(John 12: 20-33)
by Rev. Kathy Itzin
“Unless a grain of wheat falls to the ground and dies, it will remain a single grain, but if it dies, it bears much fruit.”
We know that’s true. If you look at a stalk of wheat, it has lots of kernels on it. I googled it, and apparently, there are 50. If one grain falls to the ground and dies, another stalk sprouts up that will result in 50 more grains, according to the Farm Bureau of Kansas. If you plant one and get 50, that means if you planted 50, you’d get 2,500. If you planted 2,500, you’d end up with 125,000 kernels. At that rate, it wouldn’t take long to have a field, a wheat farm, maybe all of Kansas. You get the picture.
Jesus is giving advice on how to live, but also predicting his own death. He is the grain of wheat, and if he dies, the love, the commitment to God, the dedication to humanity and creation, and all that he stood for, will grow exponentially. And it did. Think of St. Francis, Martin Luther, Zwingli, who started the Reform Movement, Florence Nightingale, Mother Jones, Martin Luther King, Mother Theresa, Pope Francis. Throughout history, men and women have made an enormous difference in society because of their faith.
But, is what he said literally true? Do we need to actually die? Do we all need to become martyrs? Some people in the early church were martyrs, like St. Peter and St. Stephen, and all those early Christians killed by Rome. Some people are called by the God of Love to sacrifice their lives for the greater good even today. Police officers, fire-fighters, and soldiers put their lives on the line. We read about ordinary people jumping into a lake to save someone else, or running into a burning building.
But most of us don’t encounter those situations. What does Jesus mean then, when he says, “Those who love their life will lose it and those who hate their life in this world will keep it for eternal life?”
First of all, ‘hate’ didn’t mean ‘hate’ like we think of it. It meant more ‘reject’ and in this case, it’s being rejected for something greater. We are choosing the path of love, even though it’s not an easy trip.
Parents do this all the time. So do people who are in love, and committed to another. When we deny ourselves, in order to serve a greater good, that’s what Jesus is talking about. Getting up in the middle of the night to take care of your partner who had surgery, or a baby, or your sick parent, when you really, really want to sleep, that’s part of it. Doing one more thing for someone else, because you know they need it, when you really want to sit down and rest for a minute, that’s part of it. When greater life calls, we need to offer ourselves for service to a greater love. “Unless a grain of wheat falls to the ground and dies, it will remain a single grain, but if it dies, it bears much fruit.”
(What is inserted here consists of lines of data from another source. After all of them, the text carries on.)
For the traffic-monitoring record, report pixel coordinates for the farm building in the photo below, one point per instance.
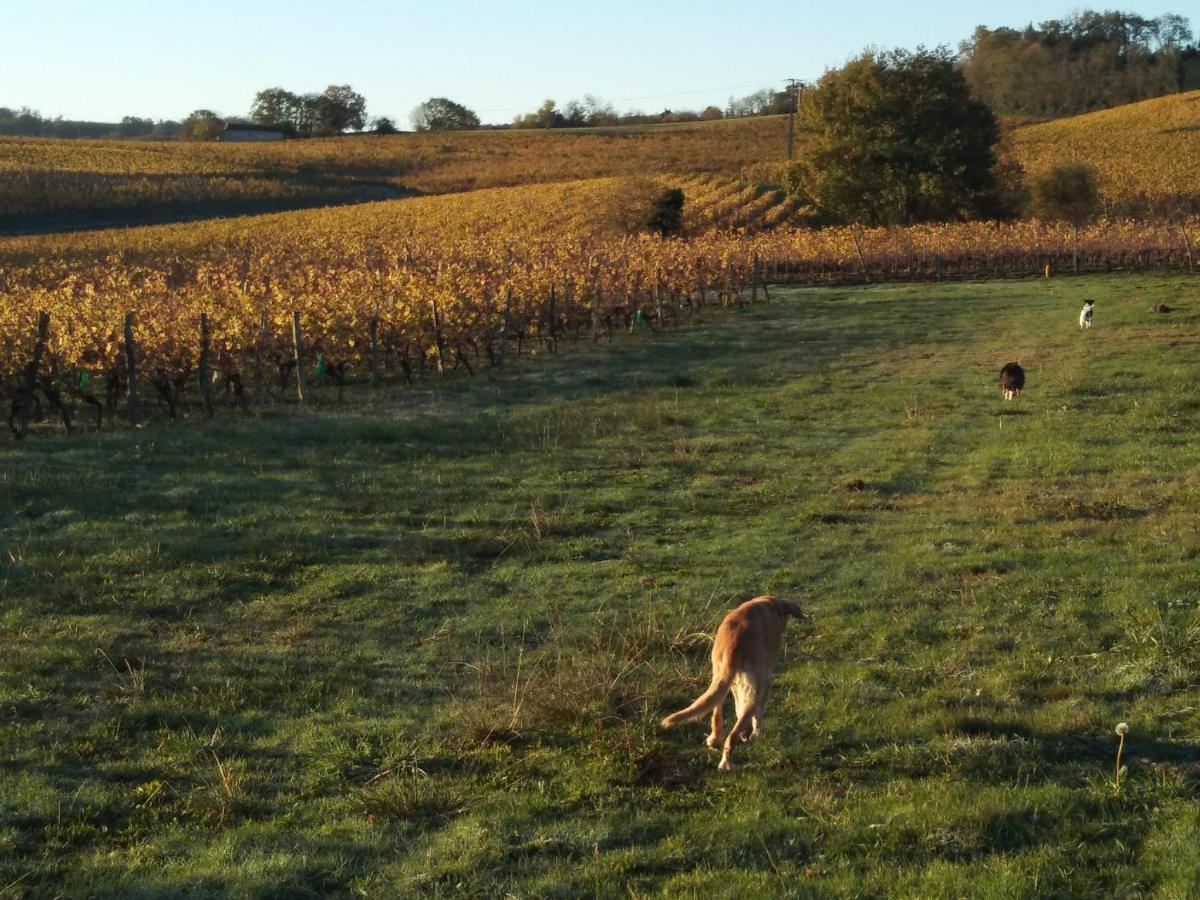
(244, 131)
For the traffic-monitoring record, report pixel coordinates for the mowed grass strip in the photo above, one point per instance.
(420, 645)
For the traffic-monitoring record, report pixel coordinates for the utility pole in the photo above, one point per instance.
(793, 90)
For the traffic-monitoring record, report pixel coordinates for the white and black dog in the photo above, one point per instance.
(1085, 315)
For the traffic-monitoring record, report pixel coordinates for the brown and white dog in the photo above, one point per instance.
(744, 653)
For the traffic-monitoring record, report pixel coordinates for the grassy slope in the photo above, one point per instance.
(423, 648)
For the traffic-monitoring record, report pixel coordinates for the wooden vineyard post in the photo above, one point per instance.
(595, 312)
(259, 349)
(131, 369)
(373, 351)
(504, 329)
(205, 375)
(437, 335)
(30, 384)
(862, 259)
(298, 343)
(1187, 246)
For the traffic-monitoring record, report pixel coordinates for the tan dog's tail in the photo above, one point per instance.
(792, 610)
(705, 702)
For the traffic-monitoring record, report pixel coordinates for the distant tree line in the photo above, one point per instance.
(336, 109)
(592, 112)
(1092, 60)
(27, 123)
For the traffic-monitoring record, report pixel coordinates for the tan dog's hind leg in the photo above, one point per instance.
(744, 696)
(756, 715)
(714, 738)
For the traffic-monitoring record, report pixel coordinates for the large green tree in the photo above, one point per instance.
(443, 114)
(895, 137)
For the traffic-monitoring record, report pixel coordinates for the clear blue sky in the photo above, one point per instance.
(103, 59)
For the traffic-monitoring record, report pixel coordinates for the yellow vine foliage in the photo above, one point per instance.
(437, 274)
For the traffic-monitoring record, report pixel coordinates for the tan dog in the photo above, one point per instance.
(744, 653)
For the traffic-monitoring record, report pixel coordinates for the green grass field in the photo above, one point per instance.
(420, 645)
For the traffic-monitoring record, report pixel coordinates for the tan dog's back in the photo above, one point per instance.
(744, 653)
When Carol was a novice, a young nun, she remembers that there was a sign one of the older nuns had hung up for advice or encouragement for the young ones. It said, “The stripping of self leads to plenty.” The young nuns got quite a charge out of it.
Jesus isn’t talking about hating your body, or hating your life, or hating anything. He’s talking about choosing the greater, stronger love, even when this isn’t what you want right now. It might be putting yourself in situations that are uncomfortable, or even dangerous, because you know that that’s what you need to do now. People who protest. People who take unpopular positions in conversations with their neighbors or families. A few years ago, you may have experienced this in conversations about the right for gays to marry. Now, it might be in discussions about gun violence or immigrants. It is taking a stand for the Common Good, even when it costs us time, money, or popularity.
Jesus says, “Now is the judgement of this world; now the ruler of this world will be driven out.”
“World,” and “ruler of this world’ isn’t being used to mean Creation, our world, which God created, and Jesus loves. Here, the word “kosmos” means more the part of the world that is against God’s purposes, the world that lives in estrangement with God. It isn’t even referring to people, but more Systems that surround us, and compete with God’s reality.
Examples would be things like consumerism, domination, racism, sexism, prejudice, and violence. These are systems in the world that are opposed to God. Jesus says, “Now is the judgement of this world; now the rulers of this world will be driven out.”
Because he lived in opposition to all of these with his whole life, And his death – (he didn’t give in to them to save himself in any way), the whole world can see that it’s not the Way of Life. These things are the way of death. And those are the things that Jesus’ death has invalidated. In the Garden of Gethsemane, when Jesus was betrayed, Peter took off his sword to fight back, Jesus told him to put it away. “Those who live by the sword will die by the sword." (Mt. 26:52)
It was like Martin Luther King during the civil rights movement. When white people were going to turn on hoses and release their dogs on unarmed black people, he said, “Let them get their dogs, and let them get the hose, and we will leave them standing before their God and the world spattered with the blood and reeking with the stench of their Negro brothers….to bring these issues to the surface, to bring them out into the open where everyone can see them.” (The Preacher King: Martin Luther King, Jr. and the Word that Moved America, p. 157).
Jesus’ life, and his death showed these Systems of death for what they are, and knowing that sets us free from being enticed by them. Now the rulers of this world, these systems, can be driven out. We see, and know, a better Way.